Dans ma précédente chronique, (Retour d’Argentine et confinement), j’avais mentionné le pranisme et les chakras. Je vais donc vous épargner toutes les pubs que je reçois aussi sur le tantrisme, (sympa pour la baise gratuite), les huit circuits de la conscience pour se former en chamanisme cybernétique, la voie royale vers l’éveil ou comment sortir hors de son corps, ou encore l’ascension avec les flammes sacrées, j’en passe et des meilleurs.

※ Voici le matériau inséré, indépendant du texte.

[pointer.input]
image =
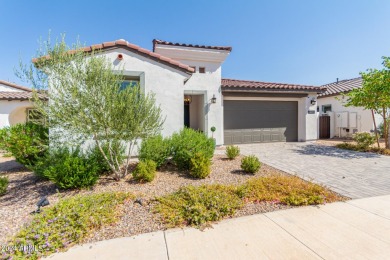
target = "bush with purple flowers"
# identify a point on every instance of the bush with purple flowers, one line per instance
(67, 223)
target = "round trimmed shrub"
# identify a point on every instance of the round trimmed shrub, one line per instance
(95, 156)
(26, 142)
(71, 169)
(200, 166)
(364, 140)
(145, 171)
(187, 143)
(232, 151)
(3, 185)
(250, 164)
(156, 148)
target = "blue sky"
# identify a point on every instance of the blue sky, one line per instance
(302, 41)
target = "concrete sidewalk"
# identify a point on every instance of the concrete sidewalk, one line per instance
(357, 229)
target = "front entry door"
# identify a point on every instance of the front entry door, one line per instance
(187, 115)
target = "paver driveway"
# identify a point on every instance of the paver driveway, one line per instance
(353, 174)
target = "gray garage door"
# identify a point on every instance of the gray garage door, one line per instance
(260, 121)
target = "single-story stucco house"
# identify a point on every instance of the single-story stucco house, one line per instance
(337, 120)
(15, 104)
(187, 82)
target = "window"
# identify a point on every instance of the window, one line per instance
(326, 108)
(129, 82)
(34, 116)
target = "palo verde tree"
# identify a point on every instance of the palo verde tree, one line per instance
(374, 94)
(87, 103)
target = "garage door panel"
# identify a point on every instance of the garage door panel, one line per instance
(260, 121)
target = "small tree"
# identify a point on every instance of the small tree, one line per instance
(374, 94)
(86, 101)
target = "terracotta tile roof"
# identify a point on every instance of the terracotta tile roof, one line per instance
(5, 95)
(13, 85)
(234, 84)
(141, 51)
(341, 86)
(223, 48)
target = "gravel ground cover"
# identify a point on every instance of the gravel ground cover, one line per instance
(25, 190)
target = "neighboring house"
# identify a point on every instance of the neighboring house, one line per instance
(15, 105)
(187, 83)
(343, 121)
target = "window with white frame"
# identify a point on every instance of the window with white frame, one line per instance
(326, 108)
(129, 82)
(35, 116)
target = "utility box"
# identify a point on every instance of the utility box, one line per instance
(352, 120)
(341, 119)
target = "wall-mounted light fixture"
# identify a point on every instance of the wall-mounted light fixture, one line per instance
(214, 99)
(187, 99)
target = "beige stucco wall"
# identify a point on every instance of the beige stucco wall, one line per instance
(364, 117)
(13, 112)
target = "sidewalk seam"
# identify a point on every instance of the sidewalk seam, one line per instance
(369, 211)
(294, 237)
(166, 245)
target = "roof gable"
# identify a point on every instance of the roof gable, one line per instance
(161, 42)
(14, 86)
(342, 86)
(138, 50)
(248, 85)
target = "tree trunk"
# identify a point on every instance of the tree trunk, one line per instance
(115, 171)
(385, 128)
(375, 131)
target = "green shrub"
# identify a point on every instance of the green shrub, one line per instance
(156, 148)
(232, 152)
(287, 189)
(364, 140)
(4, 132)
(3, 185)
(197, 205)
(70, 169)
(67, 223)
(96, 157)
(200, 166)
(27, 142)
(187, 143)
(145, 171)
(348, 146)
(250, 164)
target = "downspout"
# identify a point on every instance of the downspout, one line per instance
(375, 129)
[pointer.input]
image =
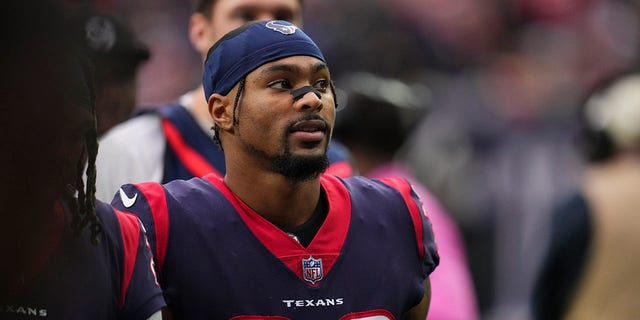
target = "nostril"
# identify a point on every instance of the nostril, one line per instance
(301, 92)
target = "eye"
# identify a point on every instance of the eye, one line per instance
(286, 15)
(321, 85)
(281, 84)
(246, 15)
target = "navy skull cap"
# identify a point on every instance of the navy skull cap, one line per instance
(246, 48)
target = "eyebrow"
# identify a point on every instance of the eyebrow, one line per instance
(291, 68)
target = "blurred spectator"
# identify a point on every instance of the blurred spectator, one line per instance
(377, 116)
(117, 56)
(589, 271)
(65, 255)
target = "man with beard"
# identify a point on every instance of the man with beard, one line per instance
(173, 141)
(276, 237)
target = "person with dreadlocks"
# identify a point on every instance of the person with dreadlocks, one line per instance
(277, 237)
(65, 255)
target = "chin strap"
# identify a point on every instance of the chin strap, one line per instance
(299, 93)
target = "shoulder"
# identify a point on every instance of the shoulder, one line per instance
(147, 195)
(146, 125)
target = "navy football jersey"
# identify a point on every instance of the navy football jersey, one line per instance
(113, 280)
(219, 259)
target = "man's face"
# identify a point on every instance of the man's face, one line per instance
(291, 135)
(230, 14)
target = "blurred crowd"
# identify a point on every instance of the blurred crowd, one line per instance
(504, 80)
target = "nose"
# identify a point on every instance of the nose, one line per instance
(307, 98)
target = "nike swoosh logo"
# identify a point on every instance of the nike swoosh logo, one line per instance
(126, 201)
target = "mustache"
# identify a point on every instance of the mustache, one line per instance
(308, 117)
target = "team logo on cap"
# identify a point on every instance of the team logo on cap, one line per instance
(312, 269)
(285, 29)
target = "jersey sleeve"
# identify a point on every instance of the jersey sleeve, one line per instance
(140, 295)
(425, 238)
(148, 202)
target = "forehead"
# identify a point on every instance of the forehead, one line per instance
(298, 65)
(224, 7)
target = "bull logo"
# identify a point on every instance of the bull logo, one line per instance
(312, 269)
(281, 27)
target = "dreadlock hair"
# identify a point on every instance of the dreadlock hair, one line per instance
(216, 128)
(84, 207)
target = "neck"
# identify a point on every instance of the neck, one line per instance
(282, 202)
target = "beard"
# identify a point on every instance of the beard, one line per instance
(299, 168)
(293, 167)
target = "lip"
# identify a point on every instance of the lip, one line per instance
(309, 130)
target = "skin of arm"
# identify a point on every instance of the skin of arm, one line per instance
(419, 312)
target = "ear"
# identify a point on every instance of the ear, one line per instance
(221, 111)
(198, 32)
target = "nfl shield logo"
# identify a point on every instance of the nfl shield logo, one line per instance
(312, 269)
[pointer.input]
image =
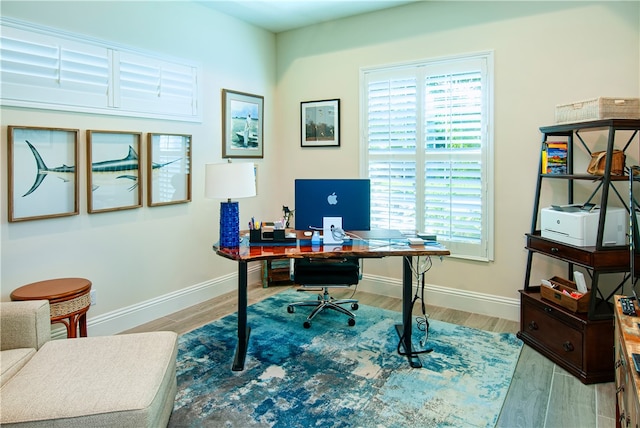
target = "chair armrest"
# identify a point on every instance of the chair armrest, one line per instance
(24, 324)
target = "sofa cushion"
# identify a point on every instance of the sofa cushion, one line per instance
(12, 360)
(25, 324)
(124, 380)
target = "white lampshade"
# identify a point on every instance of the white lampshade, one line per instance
(229, 180)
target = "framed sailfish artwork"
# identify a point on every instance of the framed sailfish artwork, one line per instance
(114, 179)
(168, 169)
(42, 172)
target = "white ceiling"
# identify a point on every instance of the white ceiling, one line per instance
(282, 15)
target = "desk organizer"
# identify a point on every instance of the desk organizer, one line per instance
(268, 236)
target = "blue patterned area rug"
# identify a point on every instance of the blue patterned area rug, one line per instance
(333, 375)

Me voilà à espérer que tous ces gens–là, adeptes du développement de la méditation et de la liberté intérieure, pourront « en même temps » se changer soi-même et « en même temps » changer le monde, du moins y contribuer. Participer par exemple aux manifs d’après le confinement et à l‘explosion sociale qui ne manqueront pas d’éclore ; trop chouette de se bouger comme avant la cata sanitaire, ensemble, les Gilets jaunes, les féministes, les syndicalistes, les gilets noirs, les soignants (si il en reste), les Stylos rouges etc. Ce serait top par exemple de voir une pancarte : « Les bouddhistes en colère ». Ou « Les bouddhistes détestent Macron » ou encore, moins consensuel : « Je suis bouddhiste et je nique ta mère. »
Bon, mais rien n’est moins sûr. Allez, une petite pensée pour ce bon vieux Marx, célèbre pour sa phrase « la religion est l’opium du peuple ». Va savoir si toutes ces pratiques new age de développement personnel connais-toi toi-même ou mon bien-être avant tout, toutes ces salades apolitiques de bienveillance universelle, et de méditation passive (sauve ta peau d’abord) , n’en sont pas aussi, de l’opium. Et un sacrément fort.